On Fri, 31 Jul 2015, Borislav Petkov wrote:

> Yeah, INT 1. I wonder whether INT 1, i.e. CD imm8 does the same thing.
> 
> But why do you say it is special - it simply raises #DB, i.e. vector 1.
> Web page seems to say so when interrupt redirection is disabled. It
> sounds like a nice and quick way to generate a breakpoint. You can do
> that with INT 01, i.e., the CD opcode, too.
> 
> If I'd had to guess, it isn't documented because of the proprietary ICE
> aspect. And no one uses ICEs anymore so it is going to be forgotten with
> people popping off and on and asking about the undocumented opcode.

 FYI, it's actually still in use with modern hardware, as a software 
breakpoint (and hence it has to be a single byte INT1 instruction rather 
than a multiple-byte regular INT 1 encoding) with JTAG probe hardware used 
for bare-metal debugging.  E.g. Intel Atom supports it and boards have 
been available with a JTAG connector, which Intel calls XDP aka Extended 
Debug Port, e.g. the D945GCLF board (aka Crown Beach IIRC) had one.

 By fiddling with some bits in the CPU, which are only accessible through 
JTAG, probe firmware takes control over #DB making it trap into the debug 
mode rather than into the kernel.  As noted above INT1 is used rather than 
INT3 (which still traps into the kernel with #BP as usually) for software 
breakpoints, but all the other DR0-7 resources are also available to the 
probe and the General Detect fault is used to prevent the kernel from 
fiddling with them.  Similarly single-stepping traps into probe firmware.  
Debug mode transitions are completely transparent to any kernel-mode 
software run.

 I did some work on this a few years ago, including emulating DR0-7 
accesses in software down the JTAG handler upon a General Detect fault to 
keep the kernel both happy and away from real debug registers. ;)  Yes, 
you can debug any software with this stuff, including the Linux kernel: 
set instruction and data breakpoints, single-step it, poke at all hardware 
registers, including descriptor registers not otherwise accessible (you 
can set funny modes for segments, also in the 64-bit mode), etc.  One 
complication though is you operate on physical addresses when poking at 
memory, you can't ask the CPU's MMU to remap them for you (you can walk 
page tables manually of course, just as the MMU would).

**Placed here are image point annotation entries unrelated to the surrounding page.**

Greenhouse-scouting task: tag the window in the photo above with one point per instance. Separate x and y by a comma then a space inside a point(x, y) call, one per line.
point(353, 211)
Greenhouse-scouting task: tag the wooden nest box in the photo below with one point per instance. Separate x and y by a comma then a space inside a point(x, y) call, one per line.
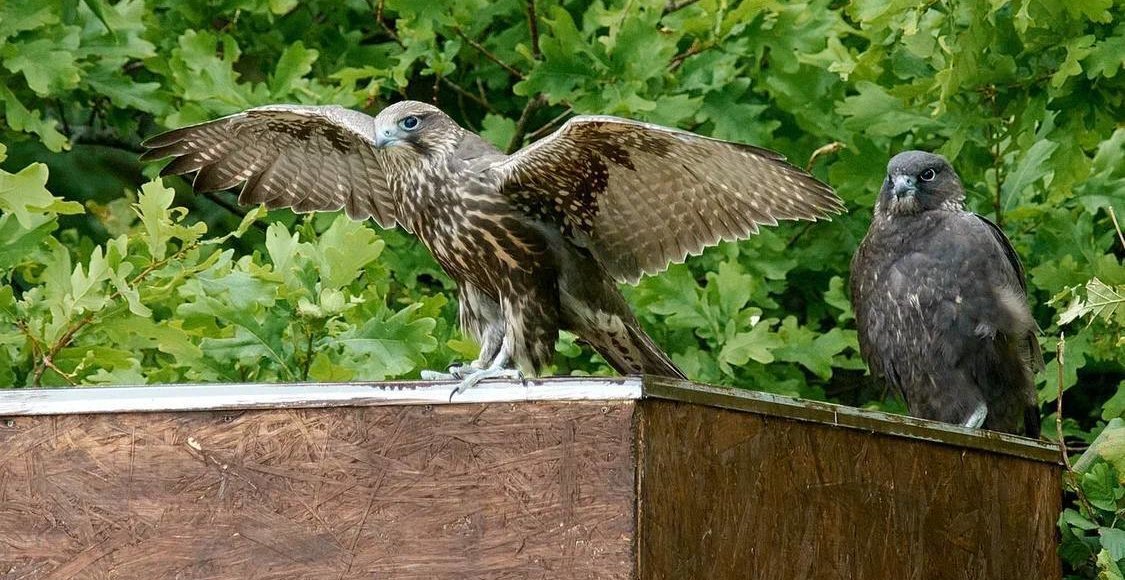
point(630, 478)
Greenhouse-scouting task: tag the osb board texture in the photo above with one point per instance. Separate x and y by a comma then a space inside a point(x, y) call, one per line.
point(491, 491)
point(729, 495)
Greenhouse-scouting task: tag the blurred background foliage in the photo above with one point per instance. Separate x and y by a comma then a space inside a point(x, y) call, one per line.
point(111, 278)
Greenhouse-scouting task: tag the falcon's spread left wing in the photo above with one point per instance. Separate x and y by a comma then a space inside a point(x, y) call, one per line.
point(640, 196)
point(311, 159)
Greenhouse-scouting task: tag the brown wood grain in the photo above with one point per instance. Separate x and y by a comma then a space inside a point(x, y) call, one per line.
point(729, 495)
point(497, 491)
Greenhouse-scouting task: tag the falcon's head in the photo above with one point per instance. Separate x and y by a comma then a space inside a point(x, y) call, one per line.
point(410, 133)
point(918, 181)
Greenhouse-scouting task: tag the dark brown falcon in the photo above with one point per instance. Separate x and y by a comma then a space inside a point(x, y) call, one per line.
point(537, 241)
point(941, 304)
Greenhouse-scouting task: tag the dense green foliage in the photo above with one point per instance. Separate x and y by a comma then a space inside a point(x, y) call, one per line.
point(111, 279)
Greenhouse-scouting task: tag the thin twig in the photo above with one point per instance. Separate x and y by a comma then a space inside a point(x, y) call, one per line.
point(460, 90)
point(672, 6)
point(511, 70)
point(533, 29)
point(521, 125)
point(385, 26)
point(308, 355)
point(824, 150)
point(62, 117)
point(696, 47)
point(1061, 361)
point(1113, 216)
point(550, 125)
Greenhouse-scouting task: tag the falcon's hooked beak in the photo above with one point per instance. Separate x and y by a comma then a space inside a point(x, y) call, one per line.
point(385, 137)
point(905, 186)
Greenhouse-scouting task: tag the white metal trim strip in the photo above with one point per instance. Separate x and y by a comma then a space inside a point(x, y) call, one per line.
point(255, 396)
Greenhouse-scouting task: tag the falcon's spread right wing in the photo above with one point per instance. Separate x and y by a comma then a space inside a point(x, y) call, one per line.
point(641, 196)
point(309, 159)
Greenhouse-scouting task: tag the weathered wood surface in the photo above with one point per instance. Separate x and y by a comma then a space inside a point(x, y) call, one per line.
point(729, 495)
point(528, 490)
point(259, 396)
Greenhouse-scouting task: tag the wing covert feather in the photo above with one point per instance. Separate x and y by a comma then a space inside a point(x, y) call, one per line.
point(641, 196)
point(309, 159)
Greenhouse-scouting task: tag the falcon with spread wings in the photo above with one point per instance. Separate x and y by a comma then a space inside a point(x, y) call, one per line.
point(537, 241)
point(941, 304)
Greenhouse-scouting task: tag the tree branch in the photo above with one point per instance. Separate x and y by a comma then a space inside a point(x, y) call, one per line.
point(511, 70)
point(47, 360)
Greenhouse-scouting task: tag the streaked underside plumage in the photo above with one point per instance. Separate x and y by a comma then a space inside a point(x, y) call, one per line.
point(536, 239)
point(941, 304)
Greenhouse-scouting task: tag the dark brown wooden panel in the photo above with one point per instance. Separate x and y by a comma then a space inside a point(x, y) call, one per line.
point(731, 495)
point(528, 490)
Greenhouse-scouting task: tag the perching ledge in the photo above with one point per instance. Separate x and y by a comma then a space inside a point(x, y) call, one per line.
point(558, 478)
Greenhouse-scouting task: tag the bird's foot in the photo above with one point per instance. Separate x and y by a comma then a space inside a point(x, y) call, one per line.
point(492, 372)
point(455, 372)
point(978, 417)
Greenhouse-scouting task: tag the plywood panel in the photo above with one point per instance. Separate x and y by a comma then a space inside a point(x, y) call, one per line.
point(529, 490)
point(729, 495)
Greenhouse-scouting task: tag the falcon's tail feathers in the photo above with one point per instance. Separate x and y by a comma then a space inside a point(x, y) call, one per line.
point(653, 360)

 I hope this clears things a bit around this stuff. :)  You might be able 
to find some more by issuing a query for "Extended Debug Port" with your 
favourite Internet search engine.

 It's been a while since this discussion, but I thought I'd chime in as 
you might find it interesting.  I'm actually a bit surprised the knowledge 
about this is so poor among x86 experts.